Josephine Ekomo's HRP Aptamer Project (2016)

Aptamer Selection: N71 Against Horseradish Peroxidase for ELISA

Introduction/Background

Horseradish Peroxidase(HRP) is a metalloenzyme that can be found within the root of a horseradish plant. It uses hydrogen peroxide to oxidize compounds and emits a blue color when exposed ultraviolet light. It has been said to be highly reactive

to human tumor cells and has a possible use in cancer therapy. Despite this its main use has been in diagnostics in one such procedure called an ELISA (Figure 1). An ELISA is an Enzyme-Linked ImmunoSorbent Assay with a plate-based technique that is designed to detect and quantify substances such as antibodies and proteins. It works through several methods; Direct ELISA(2.a) is where the target is immobilised onto a surface and blocked by the addition of an aptamer and conjugated HRP. This type of ELISA is used to estimate dissociation constants of aptamers against targets; determine affinity of any aptamer for a target.

In an Indirect ELISA(2.b), which will used in future work, the target is immobilized on a surface and the antibodies are allowed to bind to the target. The antibody capturing, enzyme labeled aptamer binds to that antibody and generates

signals. This is an unpopular method due to the uncertainty and unspecified impurities of antigen immobilization. However, this procedure allows an aversion to labelled antibodies to send signals when aptamers are more readily available.

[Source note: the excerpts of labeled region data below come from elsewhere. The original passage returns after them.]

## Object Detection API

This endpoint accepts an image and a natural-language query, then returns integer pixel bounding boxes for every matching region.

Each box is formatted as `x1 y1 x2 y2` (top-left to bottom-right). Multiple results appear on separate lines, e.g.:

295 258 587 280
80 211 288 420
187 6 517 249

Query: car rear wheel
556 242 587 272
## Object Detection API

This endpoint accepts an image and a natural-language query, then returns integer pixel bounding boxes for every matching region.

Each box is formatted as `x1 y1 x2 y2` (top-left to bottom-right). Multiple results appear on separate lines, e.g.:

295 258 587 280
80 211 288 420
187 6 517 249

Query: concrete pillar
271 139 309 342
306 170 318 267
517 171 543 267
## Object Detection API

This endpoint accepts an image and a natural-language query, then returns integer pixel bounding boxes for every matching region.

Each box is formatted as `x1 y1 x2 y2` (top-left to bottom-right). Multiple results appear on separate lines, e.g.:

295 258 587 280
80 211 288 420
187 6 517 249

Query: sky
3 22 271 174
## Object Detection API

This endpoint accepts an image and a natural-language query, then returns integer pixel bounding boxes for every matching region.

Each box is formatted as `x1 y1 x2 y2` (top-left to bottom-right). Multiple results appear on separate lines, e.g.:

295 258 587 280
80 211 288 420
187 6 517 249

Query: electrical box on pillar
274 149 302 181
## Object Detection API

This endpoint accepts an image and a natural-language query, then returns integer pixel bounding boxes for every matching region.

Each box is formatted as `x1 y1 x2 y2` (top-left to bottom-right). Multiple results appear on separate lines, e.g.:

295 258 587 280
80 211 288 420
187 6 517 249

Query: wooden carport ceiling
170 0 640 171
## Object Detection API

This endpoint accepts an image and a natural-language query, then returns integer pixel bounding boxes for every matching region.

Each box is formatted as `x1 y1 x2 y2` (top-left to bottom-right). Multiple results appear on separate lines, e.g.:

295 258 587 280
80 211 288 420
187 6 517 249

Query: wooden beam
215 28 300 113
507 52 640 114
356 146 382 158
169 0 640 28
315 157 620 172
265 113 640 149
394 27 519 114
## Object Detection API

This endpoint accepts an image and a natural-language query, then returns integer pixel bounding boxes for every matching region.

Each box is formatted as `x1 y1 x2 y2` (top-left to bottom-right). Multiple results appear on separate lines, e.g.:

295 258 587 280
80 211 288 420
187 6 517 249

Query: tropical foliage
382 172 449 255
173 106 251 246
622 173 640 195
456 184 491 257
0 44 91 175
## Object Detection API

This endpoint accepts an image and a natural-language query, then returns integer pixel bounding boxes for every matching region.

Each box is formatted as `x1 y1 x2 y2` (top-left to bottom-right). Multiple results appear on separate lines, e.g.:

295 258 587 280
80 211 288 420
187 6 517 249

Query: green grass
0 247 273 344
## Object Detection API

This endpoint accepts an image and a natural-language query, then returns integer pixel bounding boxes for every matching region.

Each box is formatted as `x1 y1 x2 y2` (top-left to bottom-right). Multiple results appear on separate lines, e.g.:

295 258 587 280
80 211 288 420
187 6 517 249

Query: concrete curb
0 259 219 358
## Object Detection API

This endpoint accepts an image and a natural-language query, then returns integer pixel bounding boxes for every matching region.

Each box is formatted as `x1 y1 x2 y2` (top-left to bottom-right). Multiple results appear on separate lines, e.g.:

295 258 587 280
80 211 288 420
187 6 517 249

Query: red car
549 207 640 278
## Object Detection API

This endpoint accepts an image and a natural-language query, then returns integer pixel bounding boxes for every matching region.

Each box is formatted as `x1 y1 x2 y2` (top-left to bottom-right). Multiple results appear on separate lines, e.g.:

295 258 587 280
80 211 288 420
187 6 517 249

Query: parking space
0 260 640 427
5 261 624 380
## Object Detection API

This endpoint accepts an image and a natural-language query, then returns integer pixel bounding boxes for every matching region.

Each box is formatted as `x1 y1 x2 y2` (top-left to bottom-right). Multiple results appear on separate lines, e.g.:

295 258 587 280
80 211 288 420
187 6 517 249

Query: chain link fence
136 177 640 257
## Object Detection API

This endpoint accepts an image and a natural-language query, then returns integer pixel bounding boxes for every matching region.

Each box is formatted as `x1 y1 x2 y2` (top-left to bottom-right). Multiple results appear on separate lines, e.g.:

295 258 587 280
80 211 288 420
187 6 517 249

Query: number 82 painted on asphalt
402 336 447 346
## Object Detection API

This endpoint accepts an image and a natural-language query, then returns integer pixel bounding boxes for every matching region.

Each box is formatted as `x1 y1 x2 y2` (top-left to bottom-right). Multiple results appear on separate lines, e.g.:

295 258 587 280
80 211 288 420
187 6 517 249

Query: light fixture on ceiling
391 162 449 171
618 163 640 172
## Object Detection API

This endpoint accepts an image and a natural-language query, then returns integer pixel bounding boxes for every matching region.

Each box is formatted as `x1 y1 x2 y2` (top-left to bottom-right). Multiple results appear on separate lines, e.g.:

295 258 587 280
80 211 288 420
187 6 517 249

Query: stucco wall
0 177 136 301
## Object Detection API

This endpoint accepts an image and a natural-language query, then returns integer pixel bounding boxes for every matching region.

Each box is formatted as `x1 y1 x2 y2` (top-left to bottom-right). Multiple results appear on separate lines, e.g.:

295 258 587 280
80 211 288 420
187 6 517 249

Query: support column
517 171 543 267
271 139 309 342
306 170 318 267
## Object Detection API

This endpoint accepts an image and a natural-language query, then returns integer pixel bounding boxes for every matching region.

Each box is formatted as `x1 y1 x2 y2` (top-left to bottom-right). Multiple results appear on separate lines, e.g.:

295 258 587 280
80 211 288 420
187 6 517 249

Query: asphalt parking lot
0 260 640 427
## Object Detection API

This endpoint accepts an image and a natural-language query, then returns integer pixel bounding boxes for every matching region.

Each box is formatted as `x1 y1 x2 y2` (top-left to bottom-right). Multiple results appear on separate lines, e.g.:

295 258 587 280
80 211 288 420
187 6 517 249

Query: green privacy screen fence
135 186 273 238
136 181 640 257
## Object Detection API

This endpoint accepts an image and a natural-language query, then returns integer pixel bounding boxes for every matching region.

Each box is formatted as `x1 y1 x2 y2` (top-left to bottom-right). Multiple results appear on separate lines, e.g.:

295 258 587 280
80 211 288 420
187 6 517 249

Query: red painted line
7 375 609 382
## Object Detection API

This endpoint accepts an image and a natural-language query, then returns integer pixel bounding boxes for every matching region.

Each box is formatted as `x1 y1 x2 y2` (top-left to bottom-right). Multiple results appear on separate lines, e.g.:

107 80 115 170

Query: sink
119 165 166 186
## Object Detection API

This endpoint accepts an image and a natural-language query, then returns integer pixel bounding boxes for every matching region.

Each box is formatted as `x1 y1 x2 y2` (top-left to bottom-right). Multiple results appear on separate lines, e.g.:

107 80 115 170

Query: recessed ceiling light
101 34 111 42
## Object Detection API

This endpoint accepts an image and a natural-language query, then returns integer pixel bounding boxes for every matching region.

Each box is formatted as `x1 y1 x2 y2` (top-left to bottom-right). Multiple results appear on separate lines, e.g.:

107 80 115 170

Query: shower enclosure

A Sandwich ELISA isn’t dependent on target immobilization and instead falls back on the effectiveness of the aptamer being able to catch the target. The sandwich ELISA comes in many forms such as the Aptamer-target-antibody(2.c) where the aptamer is immobilized and it’s high affinity target will attach more so than an antibody(2.d). This is based around the idea of aptamers being easier to produce and being highly specific for a target.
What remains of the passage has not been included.